Through the over collateralized minting of, fungible “iAssets”, a.k.a. synthetics, Indigo wants to level the playing field of the financial world.

Through Indigo’s Mint contract users can mint fungible iAsset tokens that are tied to the real-world price of the asset they are mirroring. These iAssets can be fractionally owned, and, without the censorship and financial and geographic boundaries of their real-world counterparts, they help to foster inclusion in the new, 24-7-365, borderless financial markets being created by DeFi.

Minting iAssets

In order to mint iAssets one must first place collateral, in the form of stable coins or iAssets, into the smart contract. The contract requires that newly minted iAssets be over collateralized, anywhere between 150-200% of the real-world asset’s value; with the exact ratio depending on the price volatility of the real-world asset.

Using iAssets

Once the iAsset is minted it can be used in many of the ways that institutions and wealthy individuals currently use assets e.g. shorting. These iAssets can also be traded for other iAssets on the platform and their prices are kept in check by autonomous oracles, currently Charli3 and Chainlink, ensuring that the price of a synthetic asset is always up-to-date with its real-world price.

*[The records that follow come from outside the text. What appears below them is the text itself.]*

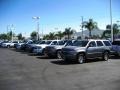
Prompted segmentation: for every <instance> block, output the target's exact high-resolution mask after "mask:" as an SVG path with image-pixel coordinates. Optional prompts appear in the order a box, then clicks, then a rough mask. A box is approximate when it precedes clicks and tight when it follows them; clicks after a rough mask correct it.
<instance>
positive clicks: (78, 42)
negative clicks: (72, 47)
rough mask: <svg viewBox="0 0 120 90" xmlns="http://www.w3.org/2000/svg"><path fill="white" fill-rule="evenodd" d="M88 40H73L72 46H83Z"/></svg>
mask: <svg viewBox="0 0 120 90" xmlns="http://www.w3.org/2000/svg"><path fill="white" fill-rule="evenodd" d="M87 43H88V41H75V42H74V43H73V46H79V47H85V46H86V45H87Z"/></svg>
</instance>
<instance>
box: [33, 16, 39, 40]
mask: <svg viewBox="0 0 120 90" xmlns="http://www.w3.org/2000/svg"><path fill="white" fill-rule="evenodd" d="M32 19H35V20H36V22H37V29H36V32H37V40H39V19H40V17H32Z"/></svg>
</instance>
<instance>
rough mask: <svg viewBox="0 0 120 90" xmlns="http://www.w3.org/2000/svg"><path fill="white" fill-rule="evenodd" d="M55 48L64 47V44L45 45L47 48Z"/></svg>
mask: <svg viewBox="0 0 120 90" xmlns="http://www.w3.org/2000/svg"><path fill="white" fill-rule="evenodd" d="M49 47H50V48H56V49H61V48H63V47H64V45H50V46H47V48H49Z"/></svg>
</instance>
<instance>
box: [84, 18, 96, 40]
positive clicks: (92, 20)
mask: <svg viewBox="0 0 120 90" xmlns="http://www.w3.org/2000/svg"><path fill="white" fill-rule="evenodd" d="M83 27H85V28H86V29H88V30H89V38H91V36H92V35H91V31H92V30H93V29H95V28H97V23H96V22H94V21H93V19H89V21H85V22H83Z"/></svg>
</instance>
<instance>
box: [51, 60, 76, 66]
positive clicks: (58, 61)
mask: <svg viewBox="0 0 120 90" xmlns="http://www.w3.org/2000/svg"><path fill="white" fill-rule="evenodd" d="M50 62H51V63H53V64H57V65H71V64H78V63H77V62H65V61H63V60H57V61H50Z"/></svg>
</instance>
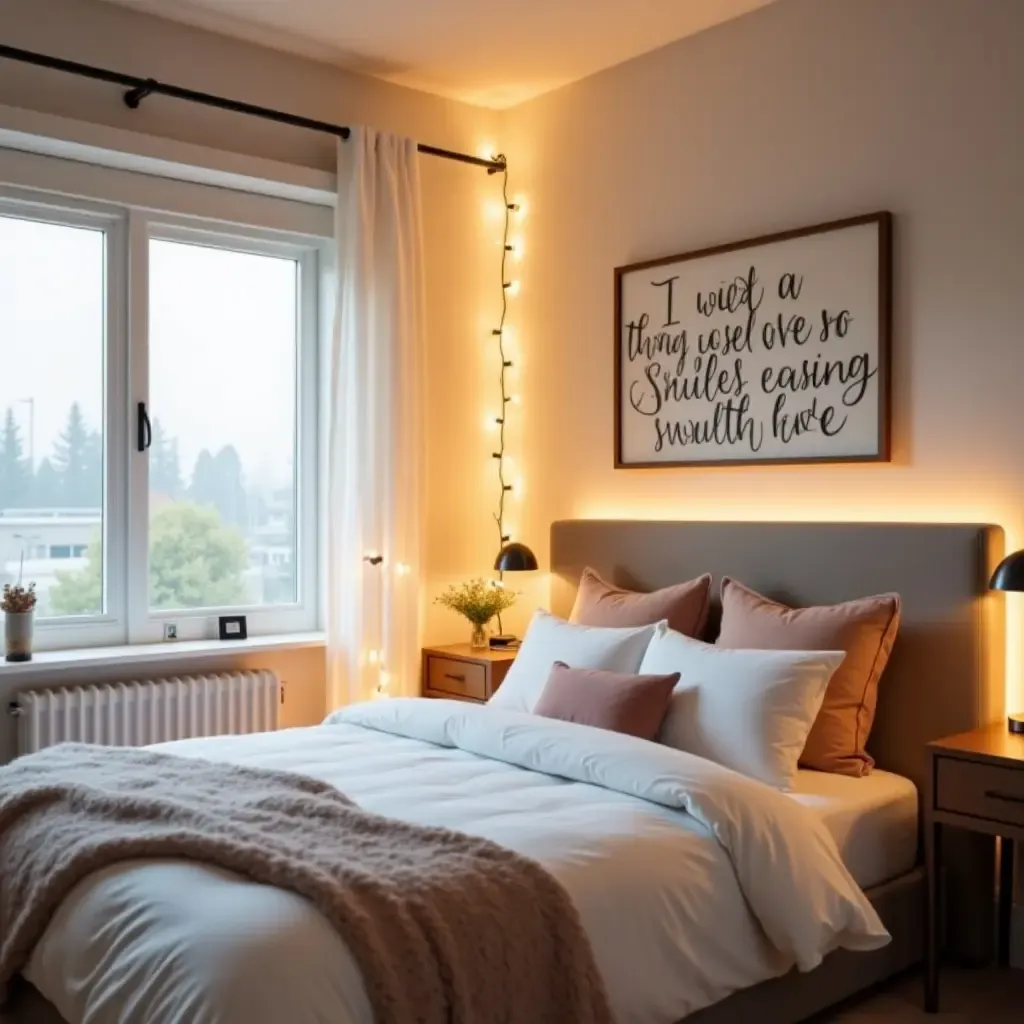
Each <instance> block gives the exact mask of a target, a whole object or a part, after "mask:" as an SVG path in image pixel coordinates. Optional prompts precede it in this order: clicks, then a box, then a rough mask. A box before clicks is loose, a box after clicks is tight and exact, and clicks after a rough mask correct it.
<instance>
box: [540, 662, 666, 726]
mask: <svg viewBox="0 0 1024 1024" xmlns="http://www.w3.org/2000/svg"><path fill="white" fill-rule="evenodd" d="M678 682H679V673H678V672H673V673H672V674H670V675H667V676H629V675H626V674H625V673H622V672H603V671H601V670H599V669H570V668H569V667H568V666H567V665H566V664H565V663H564V662H555V664H554V666H553V667H552V669H551V675H550V676H548V682H547V684H546V685H545V687H544V690H543V691H542V693H541V697H540V699H539V700H538V701H537V706H536V707H535V708H534V714H535V715H541V716H543V717H544V718H559V719H561V720H562V721H563V722H578V723H579V724H580V725H593V726H594V727H595V728H598V729H610V730H611V731H612V732H624V733H626V734H627V735H629V736H639V737H640V738H641V739H653V738H654V737H655V736H656V735H657V730H658V729H659V728H660V727H662V719H664V718H665V715H666V712H667V711H668V710H669V700H670V698H671V697H672V690H673V687H674V686H675V685H676V683H678Z"/></svg>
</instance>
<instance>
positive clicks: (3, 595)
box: [0, 579, 36, 662]
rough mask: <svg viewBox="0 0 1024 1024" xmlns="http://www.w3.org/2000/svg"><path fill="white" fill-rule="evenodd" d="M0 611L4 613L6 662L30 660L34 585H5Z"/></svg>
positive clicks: (35, 589) (15, 584) (4, 632)
mask: <svg viewBox="0 0 1024 1024" xmlns="http://www.w3.org/2000/svg"><path fill="white" fill-rule="evenodd" d="M0 611H3V613H4V655H5V657H6V659H7V660H8V662H31V660H32V620H33V617H34V616H35V613H36V585H35V584H34V583H30V584H29V586H28V587H23V586H22V583H20V579H19V580H18V582H17V583H15V584H9V583H5V584H4V586H3V597H2V598H0Z"/></svg>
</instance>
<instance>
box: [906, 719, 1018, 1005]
mask: <svg viewBox="0 0 1024 1024" xmlns="http://www.w3.org/2000/svg"><path fill="white" fill-rule="evenodd" d="M928 760H929V765H928V769H929V770H928V779H927V788H926V793H925V867H926V870H927V873H928V901H927V908H926V915H927V926H926V927H927V931H926V936H925V940H926V941H925V957H926V959H925V1010H926V1011H927V1012H928V1013H930V1014H934V1013H937V1012H938V1008H939V941H940V934H941V927H942V925H941V916H942V915H941V905H940V903H941V898H940V893H941V886H940V880H941V874H942V828H943V826H945V825H954V826H955V827H957V828H969V829H971V830H972V831H978V833H984V834H986V835H988V836H998V837H999V905H998V926H999V927H998V964H999V966H1000V967H1008V966H1009V964H1010V925H1011V918H1012V914H1013V905H1014V903H1013V901H1014V845H1015V841H1016V840H1024V735H1015V734H1014V733H1012V732H1010V731H1009V730H1008V729H1007V726H1006V723H1005V722H1000V723H998V724H996V725H990V726H986V727H984V728H982V729H975V730H974V731H973V732H963V733H961V734H959V735H956V736H947V737H946V738H945V739H937V740H935V742H933V743H929V744H928Z"/></svg>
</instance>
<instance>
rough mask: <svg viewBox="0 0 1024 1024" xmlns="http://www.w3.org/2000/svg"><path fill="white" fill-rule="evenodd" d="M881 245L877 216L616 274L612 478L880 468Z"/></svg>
mask: <svg viewBox="0 0 1024 1024" xmlns="http://www.w3.org/2000/svg"><path fill="white" fill-rule="evenodd" d="M892 238H893V225H892V214H891V213H889V212H887V211H882V212H878V213H870V214H865V215H864V216H859V217H850V218H846V219H843V220H834V221H829V222H827V223H822V224H815V225H814V226H811V227H803V228H798V229H796V230H790V231H780V232H778V233H775V234H765V236H760V237H758V238H754V239H745V240H743V241H741V242H733V243H730V244H728V245H723V246H713V247H711V248H708V249H700V250H697V251H695V252H690V253H684V254H682V255H678V256H667V257H664V258H660V259H654V260H646V261H643V262H639V263H631V264H629V265H626V266H620V267H616V268H615V271H614V317H615V318H614V346H613V358H614V389H615V391H614V415H615V430H614V465H615V468H616V469H650V468H660V467H679V466H749V465H780V464H788V463H859V462H888V461H889V460H890V457H891V424H890V419H891V417H890V412H891V411H890V402H891V381H890V377H891V366H890V364H891V345H892V341H891V339H892ZM782 267H784V268H785V269H784V270H780V268H782ZM651 270H657V271H658V272H657V274H656V275H655V274H650V273H648V271H651ZM674 271H678V272H674ZM655 279H656V280H655ZM655 307H656V308H657V314H658V316H659V317H662V318H660V319H659V321H658V323H656V324H654V325H653V327H652V329H651V331H650V333H649V334H645V333H644V332H645V329H646V327H647V325H649V324H652V323H653V321H652V318H651V317H650V315H649V314H650V311H651V310H653V309H654V308H655ZM762 310H763V312H762ZM697 328H700V329H701V330H696V329H697ZM737 330H738V331H739V333H738V334H737ZM716 346H717V347H716ZM713 356H714V358H712V357H713ZM710 367H713V368H714V369H709V368H710ZM723 395H726V397H724V398H723V397H722V396H723ZM780 395H782V397H781V398H780V397H779V396H780ZM701 414H702V415H701ZM844 433H845V436H844Z"/></svg>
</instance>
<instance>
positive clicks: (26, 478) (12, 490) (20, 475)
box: [0, 409, 32, 509]
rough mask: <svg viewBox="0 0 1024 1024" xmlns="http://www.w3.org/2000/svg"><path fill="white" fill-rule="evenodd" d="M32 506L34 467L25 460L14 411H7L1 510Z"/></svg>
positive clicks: (0, 460)
mask: <svg viewBox="0 0 1024 1024" xmlns="http://www.w3.org/2000/svg"><path fill="white" fill-rule="evenodd" d="M31 505H32V467H31V466H30V465H29V460H28V459H26V458H25V450H24V449H23V446H22V433H20V431H19V430H18V429H17V421H16V420H15V419H14V411H13V410H11V409H8V410H7V415H6V416H5V417H4V424H3V431H2V432H0V509H4V508H8V509H18V508H20V509H24V508H29V507H31Z"/></svg>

Users can also become liquidity providers on the Indigo platform, simply by depositing both their iAsset along with stablecoins to match its value. By doing so, users can earn interest in the form of the native token INDY. INDY can be earned as rewards when a user stakes INDY to the protocols stake pool. INDY is also used as a governance token and INDY staked to the protocols stake pool can be used to vote on, or create, governance proposals for the protocol.

Once the platform is live there will be both a web and mobile app available to users.